Running Distributed Load
By default, Apache Solr Benchmark generates all load from the machine where you run the solr-benchmark command. For large clusters or high-throughput benchmarks, a single machine may become the bottleneck before Solr does. Distributed load generation lets you spread the workload across multiple machines.
Architecture
In distributed mode, one machine acts as the coordinator and one or more additional machines act as workers. The coordinator:
- Parses and distributes the workload
- Sends task assignments to each worker
- Collects and aggregates metrics from all workers
Each worker:
- Executes its assigned portion of the load against the Solr cluster
- Sends metrics back to the coordinator
The coordinator and workers communicate over the network. All machines must be able to reach each other and the Solr cluster.
Prerequisites
- The same version of Apache Solr Benchmark must be installed on all coordinator and worker machines
- All machines must have network access to the Solr cluster
- Workers must have the workload data files available at the same path as the coordinator (or accessible via a shared filesystem)
Configuration
Start the benchmark daemon on each worker
On each worker machine, start the benchmark daemon:
solr-benchmark daemon --worker-ip WORKER_IP
Replace WORKER_IP with the IP address of that worker machine.

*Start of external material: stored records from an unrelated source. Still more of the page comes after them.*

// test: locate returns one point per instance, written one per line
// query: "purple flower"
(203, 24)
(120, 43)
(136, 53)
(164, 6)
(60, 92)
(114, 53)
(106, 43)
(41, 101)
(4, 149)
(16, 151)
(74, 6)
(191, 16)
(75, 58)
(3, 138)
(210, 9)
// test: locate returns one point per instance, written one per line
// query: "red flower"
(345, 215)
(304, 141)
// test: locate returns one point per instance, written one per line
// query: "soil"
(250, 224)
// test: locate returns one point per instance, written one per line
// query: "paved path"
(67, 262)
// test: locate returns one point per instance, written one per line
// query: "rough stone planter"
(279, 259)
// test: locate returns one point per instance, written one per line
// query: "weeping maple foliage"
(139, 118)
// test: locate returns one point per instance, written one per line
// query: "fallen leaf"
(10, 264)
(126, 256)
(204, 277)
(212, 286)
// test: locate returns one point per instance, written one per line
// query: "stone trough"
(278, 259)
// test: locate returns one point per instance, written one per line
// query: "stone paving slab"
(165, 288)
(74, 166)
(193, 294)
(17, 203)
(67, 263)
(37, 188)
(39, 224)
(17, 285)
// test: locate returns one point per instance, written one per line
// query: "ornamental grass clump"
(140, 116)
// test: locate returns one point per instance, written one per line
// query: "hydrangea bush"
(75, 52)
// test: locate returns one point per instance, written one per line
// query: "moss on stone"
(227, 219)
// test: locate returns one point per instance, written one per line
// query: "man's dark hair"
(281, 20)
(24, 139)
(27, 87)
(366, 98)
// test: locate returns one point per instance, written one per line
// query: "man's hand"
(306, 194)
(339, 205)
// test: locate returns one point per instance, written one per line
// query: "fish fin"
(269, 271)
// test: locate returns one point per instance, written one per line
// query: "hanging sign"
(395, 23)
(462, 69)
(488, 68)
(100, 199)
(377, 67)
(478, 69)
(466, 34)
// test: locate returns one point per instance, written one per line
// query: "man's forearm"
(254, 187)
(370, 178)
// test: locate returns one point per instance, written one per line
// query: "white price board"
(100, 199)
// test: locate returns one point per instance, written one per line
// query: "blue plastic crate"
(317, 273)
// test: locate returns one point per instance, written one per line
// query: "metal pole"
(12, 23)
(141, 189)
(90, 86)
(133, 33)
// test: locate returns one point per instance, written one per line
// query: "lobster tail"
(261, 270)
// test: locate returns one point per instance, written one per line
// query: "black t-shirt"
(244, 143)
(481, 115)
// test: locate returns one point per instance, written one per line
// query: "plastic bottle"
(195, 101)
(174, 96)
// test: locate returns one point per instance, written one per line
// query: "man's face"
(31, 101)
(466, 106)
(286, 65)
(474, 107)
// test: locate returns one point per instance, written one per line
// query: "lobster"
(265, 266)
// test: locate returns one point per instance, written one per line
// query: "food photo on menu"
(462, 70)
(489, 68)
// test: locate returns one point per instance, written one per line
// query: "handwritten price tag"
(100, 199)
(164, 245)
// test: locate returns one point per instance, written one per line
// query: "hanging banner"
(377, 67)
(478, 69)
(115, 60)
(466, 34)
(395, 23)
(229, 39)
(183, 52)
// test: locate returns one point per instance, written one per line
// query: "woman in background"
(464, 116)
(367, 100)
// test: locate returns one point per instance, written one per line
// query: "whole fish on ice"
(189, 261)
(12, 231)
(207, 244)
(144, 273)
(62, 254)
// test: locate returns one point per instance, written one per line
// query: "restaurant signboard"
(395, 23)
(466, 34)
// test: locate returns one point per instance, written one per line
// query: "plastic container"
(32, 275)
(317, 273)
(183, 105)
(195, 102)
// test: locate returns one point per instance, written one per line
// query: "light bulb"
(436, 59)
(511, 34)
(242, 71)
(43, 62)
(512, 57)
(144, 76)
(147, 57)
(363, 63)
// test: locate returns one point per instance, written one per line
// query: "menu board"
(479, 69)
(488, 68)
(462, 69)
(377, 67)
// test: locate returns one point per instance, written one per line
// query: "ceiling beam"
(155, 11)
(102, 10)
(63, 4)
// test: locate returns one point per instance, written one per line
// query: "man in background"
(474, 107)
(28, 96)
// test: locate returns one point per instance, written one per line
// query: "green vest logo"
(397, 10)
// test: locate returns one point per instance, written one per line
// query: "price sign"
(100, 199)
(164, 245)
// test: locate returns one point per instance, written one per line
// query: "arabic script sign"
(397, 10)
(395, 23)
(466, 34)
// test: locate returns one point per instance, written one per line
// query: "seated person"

Run the benchmark from the coordinator
On the coordinator machine, pass the worker IPs via --worker-ips:
solr-benchmark run \
--workload nyc_taxis \
--pipeline benchmark-only \
--target-hosts solr1:8983,solr2:8983,solr3:8983 \
--worker-ips 192.168.1.10,192.168.1.11,192.168.1.12
The coordinator automatically divides the corpus and task schedule across the specified workers.
How load is divided
The corpus is partitioned by line ranges in the NDJSON data files. Each worker receives a non-overlapping slice of documents to index. For query tasks, each worker runs the full query schedule with the specified clients count, so the effective query rate is clients × number_of_workers.
Example: 3-worker setup
# On worker-1 (192.168.1.10):
solr-benchmark daemon --worker-ip 192.168.1.10
# On worker-2 (192.168.1.11):
solr-benchmark daemon --worker-ip 192.168.1.11
# On worker-3 (192.168.1.12):
solr-benchmark daemon --worker-ip 192.168.1.12
# On the coordinator:
solr-benchmark run \
--workload nyc_taxis \
--pipeline benchmark-only \
--target-hosts solr1:8983,solr2:8983 \
--worker-ips 192.168.1.10,192.168.1.11,192.168.1.12 \
--user-tag "workers:3"
When to use distributed load
Consider distributed load generation when:
- A single machine cannot sustain the target query rate (CPU or network saturated on the load generator, not on Solr)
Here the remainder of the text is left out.